On the Plus Side
Publisher: Grand Central Publishing / Forever
Release Date: June 27, 2017
Reviewed by Hellie
ON THE PLUS SIDE has several things I enjoy in a contemporary romance: a feisty heroine, an alpha hero, funny situations and witty banter. On the plus side (see what I did there?), the heroine, Valerie, is a plus-sized heroine, which aren’t featured too often in romances; the relationship conflict revolves around that Logan (the hero) is the best friend of her brother--and her brother will kill them both if they date (so a sort of “forbidden” friends to lovers trope); and fun and likeable secondary characters.

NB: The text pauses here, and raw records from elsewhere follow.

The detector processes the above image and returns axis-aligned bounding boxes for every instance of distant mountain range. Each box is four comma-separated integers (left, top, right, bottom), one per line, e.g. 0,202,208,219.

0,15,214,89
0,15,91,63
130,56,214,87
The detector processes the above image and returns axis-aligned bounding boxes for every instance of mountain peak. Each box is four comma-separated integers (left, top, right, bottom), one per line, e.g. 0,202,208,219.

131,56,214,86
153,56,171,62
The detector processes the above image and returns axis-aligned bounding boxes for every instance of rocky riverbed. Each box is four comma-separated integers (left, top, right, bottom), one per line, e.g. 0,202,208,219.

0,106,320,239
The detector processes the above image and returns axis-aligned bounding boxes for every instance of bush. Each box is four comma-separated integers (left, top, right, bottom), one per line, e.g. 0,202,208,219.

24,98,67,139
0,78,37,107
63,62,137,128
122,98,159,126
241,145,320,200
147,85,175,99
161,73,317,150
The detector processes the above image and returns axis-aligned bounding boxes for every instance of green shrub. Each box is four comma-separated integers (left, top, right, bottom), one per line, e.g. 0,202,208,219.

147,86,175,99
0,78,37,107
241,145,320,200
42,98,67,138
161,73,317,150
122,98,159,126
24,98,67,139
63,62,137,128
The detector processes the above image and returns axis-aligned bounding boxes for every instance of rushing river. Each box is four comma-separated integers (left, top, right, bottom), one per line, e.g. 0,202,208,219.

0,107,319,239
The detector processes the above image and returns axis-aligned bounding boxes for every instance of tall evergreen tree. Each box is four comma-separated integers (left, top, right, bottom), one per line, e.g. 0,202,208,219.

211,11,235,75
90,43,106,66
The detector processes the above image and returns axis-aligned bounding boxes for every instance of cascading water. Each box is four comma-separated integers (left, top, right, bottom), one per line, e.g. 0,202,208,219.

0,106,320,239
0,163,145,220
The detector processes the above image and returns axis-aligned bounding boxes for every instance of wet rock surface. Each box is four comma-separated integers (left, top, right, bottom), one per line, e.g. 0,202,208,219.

Valerie Carmichael has been in love with her brother’s best friend, Logan, since she was a teenager. Logan has returned to their hometown and he is once more in her orbit, and this time she is determined to make him notice her. Logan has never had a problem noticing Valerie, though he sincerely wishes he wouldn’t. He would never betray his best friend, and Valerie deserves so much better than Logan.
Logan needs to hastily raise $10,000 to save his mama’s house from foreclosure, and the brisk business at his new bar is likely to raise the money just in time, but Logan finds himself in a bind when his head bartender quits. Valerie volunteers to replace him, but Logan doesn’t want Valerie anywhere around him. Valerie refuses to let the opportunity go, and while Logan is trying to fix one problem, Valerie gets behind the bar to fix his bartender problem. When he returns, and Valerie is whipping up cocktails like a Tom Cruise movie, he realizes he doesn’t have a choice. At least for now.
Meanwhile Valerie talks with her friend Leah about the fact Logan won’t look twice at her--and as the topic progresses (and perhaps tangents), Leah encourages her to create a list of all the sex stuff Valerie would never do. Valerie makes a list, then throws it away. But guess who finds the list? Yes, yes, Logan does. Logan’s #1 rule about Valerie takes a nosedive, as he believes this list is her Sex Wish List and he goes about fulfilling it.
Valerie loves working at the bar--even though she told a “little lie” to make Logan give her the job--but that won’t be a problem will it? Of course it is. And things can’t get worse for Logan, can they? Of course they can.
I’m not sure what “genre” this truly falls under, but it reads a bit like a erotica-lite. Logan thinks and speaks in very rough language, so if you happen to be someone who reaches for their smelling salts when someone expresses a desire to be “balls deep” with his “dick” in you, you might skip this one. If you prefer sex scenes that take place in bedrooms, or basically nowhere public, you may want to skip this one. If you prefer heroes (and characters in general) who don’t throw fists and ask questions later, assume the worse of the heroine when she’s in a compromising position (rather than making sure she’s okay), or blame her entirely why his life has gone to hell? This book may not be for you. I will grant you the sex was hot in this book, but it got to a point where I started skipping because I was tired of reading about them doing it. That doesn’t happen. Also, in the first sex scene when he “forgets” to put on the condom and then apologizes later--and she says, “It’s all fine. I’m on the pill.” Yeah, no, that is not a pass. These just happen to be a few of my personal reader rules.
Granted, I can say both characters felt believable in their behavior and actions on the whole, but I just didn’t care about their happy ending because I didn’t care about them. I wanted to get him into some anger management classes; and her in some healthy relationship classes. Mostly, I thought, these characters feel very young (far younger than they are portrayed) in their actions and dialogue and it made me feel old reading it. Very, very old. And puritan at times.
Well-developed characters, fast-paced plot, sexual tension and hot scenes, witty and funny scenes--it checks the marks, but for me, wasn’t my cup of tea.